Other factors not included in these analyses are known to structure benthic assemblages, including chlorophyll, SSTs, and wave exposure (Gove et al., 2013, 2015; Williams et al., 2013; Robinson et al., 2018; Darling et al., 2019). Remotely sensed chlorophyll data captures offshore productivity, but we expected land-based input to dominate many of these reefs which are close to land, while the survey design (sometimes around the periphery of small islands/atolls) made wave exposure challenging to quantify. Additionally, wave exposure, mean SSTs, and climatological ranges can be relatively well-captured by latitude in the Pacific (Gove et al., 2013). Also, although this study goes into more detail than many similar large-scale analyses by evaluating coral growth forms, it is still limited in its ability to quantify ecological reorganisation, which would require higher resolution data (at least family or genus). This limitation can be overcome by broad-scale surveys refining the level at which hard coral communities are recorded, which will become easier with improvements in automated software tools. These results do however emphasise that even broad morphological groupings (i.e., branching, massive, encrusting morphologies) provide pertinent information on ecological changes and can improve model performance compared to when overall hard coral cover is considered (Gove et al., 2015).
Importantly, the threshold used in this study for determining low and high human impact, while informed by a previous study, was set a priori and thus does not allow defining a “carrying capacity” of human density–this would require a different survey design and analytical approach, and should be pursued in future studies. We would however suggest that although this metric is most applicable to areas where customary resource use is common practice, we anticipate that this threshold (25 humans km–2 reef) is highly relevant across the tropical Pacific (i.e., given that it is a median point in this dataset for which sites were selected due to being regionally representative of fished areas). Furthermore, the study design was not originally meant to address macroecological questions but was nonetheless the best available to study the questions we were interested in (with incorporation of appropriate secondary data on local environmental context). Again, future studies should address this by appropriate designs that allow for large-scale comparability and collect both ecological and socio-economic local data. Our findings indicate that island relief is a factor that should be considered in designing regional sampling programmes with comparable sites. Finally, we should aim to obtain context-specific information on factors associated with human population density (e.g., sewage treatment presence, farming and associated fertiliser-usage) that strengthens our ability to predict benthic communities under various levels of human population density and improve its use as a proxy of local human impact.

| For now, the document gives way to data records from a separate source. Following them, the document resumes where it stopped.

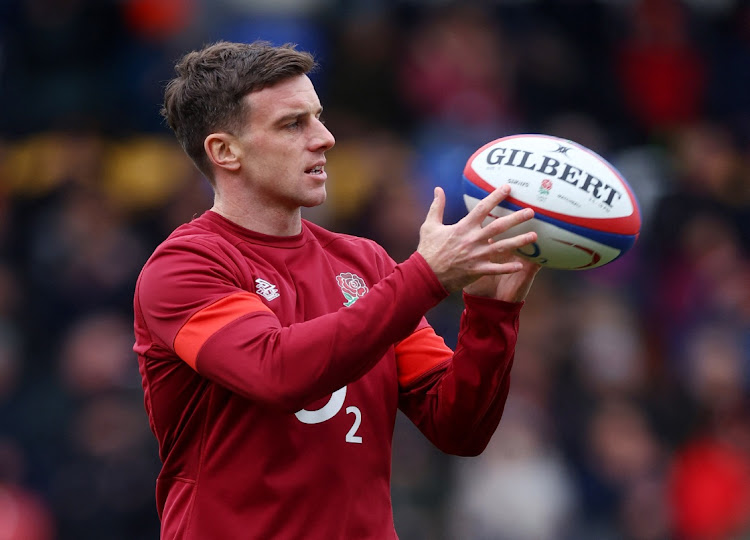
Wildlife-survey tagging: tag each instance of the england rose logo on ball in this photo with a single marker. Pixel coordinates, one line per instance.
(352, 286)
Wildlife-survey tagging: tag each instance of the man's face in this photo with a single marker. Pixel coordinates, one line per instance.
(283, 146)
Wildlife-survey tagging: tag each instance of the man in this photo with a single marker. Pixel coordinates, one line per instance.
(274, 354)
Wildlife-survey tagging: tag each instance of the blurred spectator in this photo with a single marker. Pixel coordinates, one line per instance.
(662, 71)
(519, 488)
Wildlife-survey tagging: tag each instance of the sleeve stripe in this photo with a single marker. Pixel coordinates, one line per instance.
(209, 320)
(420, 353)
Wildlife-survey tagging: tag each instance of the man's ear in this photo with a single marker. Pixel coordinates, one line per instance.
(222, 150)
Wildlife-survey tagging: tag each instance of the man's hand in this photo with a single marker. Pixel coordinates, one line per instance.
(462, 253)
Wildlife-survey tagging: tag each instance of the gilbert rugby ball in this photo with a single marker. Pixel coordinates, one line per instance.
(585, 212)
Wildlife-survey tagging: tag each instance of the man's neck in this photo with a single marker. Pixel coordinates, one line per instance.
(260, 218)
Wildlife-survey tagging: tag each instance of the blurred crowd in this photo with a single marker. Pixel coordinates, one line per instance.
(628, 417)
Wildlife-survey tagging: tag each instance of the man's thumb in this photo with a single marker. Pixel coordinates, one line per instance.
(437, 208)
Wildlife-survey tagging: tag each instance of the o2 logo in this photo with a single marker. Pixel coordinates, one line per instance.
(329, 410)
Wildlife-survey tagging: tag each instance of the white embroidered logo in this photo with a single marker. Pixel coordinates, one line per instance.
(266, 290)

Our findings contribute to a better understanding of the role of local human impacts on highly diverse ecosystems such as tropical coral reefs. The results provide empirical evidence that local human impacts drive conspicuous changes in benthic community relationships with environmental predictors, with indications of ecological reorganisation. Even if decisive steps are taken to reduce fossil fuel emissions, most reefs will suffer long-term degradation from the effects of climate change by 2050, and >75% of reefs will experience annual severe bleaching (Frieler et al., 2013; van Hooidonk et al., 2016). Our results show that local human impacts can lead to increasingly unpredictable relationships between benthic communities and their physical environment, and that overlooking their role could pave the way to significant errors in future projections, potentially compromising mitigation efforts.

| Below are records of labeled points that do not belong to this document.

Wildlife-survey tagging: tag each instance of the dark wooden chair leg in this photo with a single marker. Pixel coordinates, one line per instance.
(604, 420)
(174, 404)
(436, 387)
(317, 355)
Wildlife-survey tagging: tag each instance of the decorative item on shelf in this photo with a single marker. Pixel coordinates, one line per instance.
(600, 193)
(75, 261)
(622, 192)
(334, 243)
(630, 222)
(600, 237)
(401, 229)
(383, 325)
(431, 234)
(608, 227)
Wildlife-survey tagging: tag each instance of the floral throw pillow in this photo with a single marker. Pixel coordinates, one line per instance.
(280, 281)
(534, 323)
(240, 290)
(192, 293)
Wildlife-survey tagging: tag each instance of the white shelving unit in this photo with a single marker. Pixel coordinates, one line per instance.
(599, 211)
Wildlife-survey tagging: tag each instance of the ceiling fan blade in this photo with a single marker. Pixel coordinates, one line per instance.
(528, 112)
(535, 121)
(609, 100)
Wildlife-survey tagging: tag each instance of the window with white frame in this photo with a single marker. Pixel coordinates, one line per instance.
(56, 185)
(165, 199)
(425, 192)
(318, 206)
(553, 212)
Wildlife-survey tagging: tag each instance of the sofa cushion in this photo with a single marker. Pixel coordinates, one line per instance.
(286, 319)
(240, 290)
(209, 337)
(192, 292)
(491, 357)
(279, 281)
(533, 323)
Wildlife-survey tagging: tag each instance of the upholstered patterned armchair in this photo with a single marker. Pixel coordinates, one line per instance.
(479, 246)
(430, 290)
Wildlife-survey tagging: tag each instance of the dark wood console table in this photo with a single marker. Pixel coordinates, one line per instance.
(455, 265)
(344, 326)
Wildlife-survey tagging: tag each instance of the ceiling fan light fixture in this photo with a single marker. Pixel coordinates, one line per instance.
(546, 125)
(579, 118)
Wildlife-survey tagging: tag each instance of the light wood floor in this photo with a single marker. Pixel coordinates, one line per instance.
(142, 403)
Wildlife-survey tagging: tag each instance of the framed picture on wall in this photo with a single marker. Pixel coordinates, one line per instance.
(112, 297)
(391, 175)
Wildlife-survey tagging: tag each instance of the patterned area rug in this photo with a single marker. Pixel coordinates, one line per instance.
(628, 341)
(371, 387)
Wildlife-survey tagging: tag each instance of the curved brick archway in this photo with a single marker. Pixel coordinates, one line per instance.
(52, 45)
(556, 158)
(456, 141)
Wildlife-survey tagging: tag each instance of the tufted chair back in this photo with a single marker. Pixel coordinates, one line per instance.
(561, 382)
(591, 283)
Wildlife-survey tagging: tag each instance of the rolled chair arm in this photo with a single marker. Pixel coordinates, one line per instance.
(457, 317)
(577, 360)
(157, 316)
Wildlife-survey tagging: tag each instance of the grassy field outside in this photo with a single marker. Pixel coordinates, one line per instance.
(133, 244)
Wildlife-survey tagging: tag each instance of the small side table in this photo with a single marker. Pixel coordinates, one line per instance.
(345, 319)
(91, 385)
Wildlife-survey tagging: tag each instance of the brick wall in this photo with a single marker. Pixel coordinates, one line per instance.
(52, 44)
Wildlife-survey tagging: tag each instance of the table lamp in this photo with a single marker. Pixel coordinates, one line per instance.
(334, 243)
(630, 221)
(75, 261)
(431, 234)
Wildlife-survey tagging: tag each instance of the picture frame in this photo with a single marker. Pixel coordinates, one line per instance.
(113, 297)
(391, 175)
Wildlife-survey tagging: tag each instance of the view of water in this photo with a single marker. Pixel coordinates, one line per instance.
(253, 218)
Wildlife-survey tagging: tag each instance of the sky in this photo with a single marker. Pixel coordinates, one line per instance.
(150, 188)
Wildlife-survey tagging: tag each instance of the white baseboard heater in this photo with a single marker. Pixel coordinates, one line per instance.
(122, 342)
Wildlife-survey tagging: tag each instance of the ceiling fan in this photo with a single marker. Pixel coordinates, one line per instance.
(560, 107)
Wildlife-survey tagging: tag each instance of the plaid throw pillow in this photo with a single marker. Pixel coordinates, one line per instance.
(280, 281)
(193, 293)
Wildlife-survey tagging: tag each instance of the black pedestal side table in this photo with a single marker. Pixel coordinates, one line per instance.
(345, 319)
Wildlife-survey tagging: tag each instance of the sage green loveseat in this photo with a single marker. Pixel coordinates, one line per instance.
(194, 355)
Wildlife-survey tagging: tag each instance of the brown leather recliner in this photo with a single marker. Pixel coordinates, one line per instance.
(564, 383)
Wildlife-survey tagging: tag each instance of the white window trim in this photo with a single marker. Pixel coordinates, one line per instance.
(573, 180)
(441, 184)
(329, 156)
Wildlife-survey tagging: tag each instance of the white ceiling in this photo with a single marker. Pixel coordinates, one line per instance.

Data Availability Statement
The raw data supporting the conclusions of this article will be made available by the authors, without undue reservation.
AF developed the study idea with close support from J-BJ, AN, BM, and SF. AF led the statistical analyses together with input from J-BJ, GW, and SF. BM and FM provided expertise on the original data. All authors provided support throughout the interpretation of the results and development of the manuscript and approve this final version.

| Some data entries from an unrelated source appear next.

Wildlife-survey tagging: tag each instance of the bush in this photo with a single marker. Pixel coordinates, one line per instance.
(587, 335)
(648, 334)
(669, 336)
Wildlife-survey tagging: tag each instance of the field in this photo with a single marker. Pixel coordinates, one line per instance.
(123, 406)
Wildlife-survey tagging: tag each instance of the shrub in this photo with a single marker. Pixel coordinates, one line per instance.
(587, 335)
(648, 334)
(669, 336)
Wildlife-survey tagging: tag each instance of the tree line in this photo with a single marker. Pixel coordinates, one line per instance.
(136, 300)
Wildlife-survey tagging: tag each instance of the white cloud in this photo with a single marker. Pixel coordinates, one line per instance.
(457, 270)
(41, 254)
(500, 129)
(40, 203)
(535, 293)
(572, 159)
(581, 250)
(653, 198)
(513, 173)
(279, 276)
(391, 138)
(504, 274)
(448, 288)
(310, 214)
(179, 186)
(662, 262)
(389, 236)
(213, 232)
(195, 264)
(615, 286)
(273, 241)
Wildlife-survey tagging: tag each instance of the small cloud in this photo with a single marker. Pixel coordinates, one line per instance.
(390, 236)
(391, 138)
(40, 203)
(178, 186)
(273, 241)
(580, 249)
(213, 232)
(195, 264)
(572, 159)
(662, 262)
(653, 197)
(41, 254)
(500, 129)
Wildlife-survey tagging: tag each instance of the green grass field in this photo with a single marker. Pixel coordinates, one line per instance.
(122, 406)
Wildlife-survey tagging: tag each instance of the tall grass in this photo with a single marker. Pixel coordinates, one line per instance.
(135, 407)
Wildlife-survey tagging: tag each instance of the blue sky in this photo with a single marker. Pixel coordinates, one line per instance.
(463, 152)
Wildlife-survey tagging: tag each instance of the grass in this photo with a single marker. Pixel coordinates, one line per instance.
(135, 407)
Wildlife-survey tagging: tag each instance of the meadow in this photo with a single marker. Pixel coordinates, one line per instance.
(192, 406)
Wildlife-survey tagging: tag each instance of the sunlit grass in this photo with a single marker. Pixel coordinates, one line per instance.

The COFish and PROCFish-C Programmes were funded by the European Union. AF, SB, and SF were funded by the (German) Federal Ministry of Education and Research (BMBF) through the “Nachwuchsgruppen Globaler Wandel 4 + 1” (REPICORE, grant number 01LN1303A).
Conflict of Interest
The authors declare that the research was conducted in the absence of any commercial or financial relationships that could be construed as a potential conflict of interest.
The reviewer KO declared a past collaboration with several of the authors J-BJ, AN, GW, and SF to the handling editor.
We would like to thank the Pacific Community survey team, in particular Samasoni Sauni, Pierre Boblin, Ribanataake Awira, Laurent Vigliola and Silvia Pinca, as well as the fisheries officers across the PICTs who assisted with logistics and data collection. Data collection was made possible by the support of in-country Fisheries Divisions, as well as the chiefs and people of all local communities at the surveyed sites. The research reported in this manuscript contributes to the Programme on Ecosystem Change and Society (www.pecs-science.org).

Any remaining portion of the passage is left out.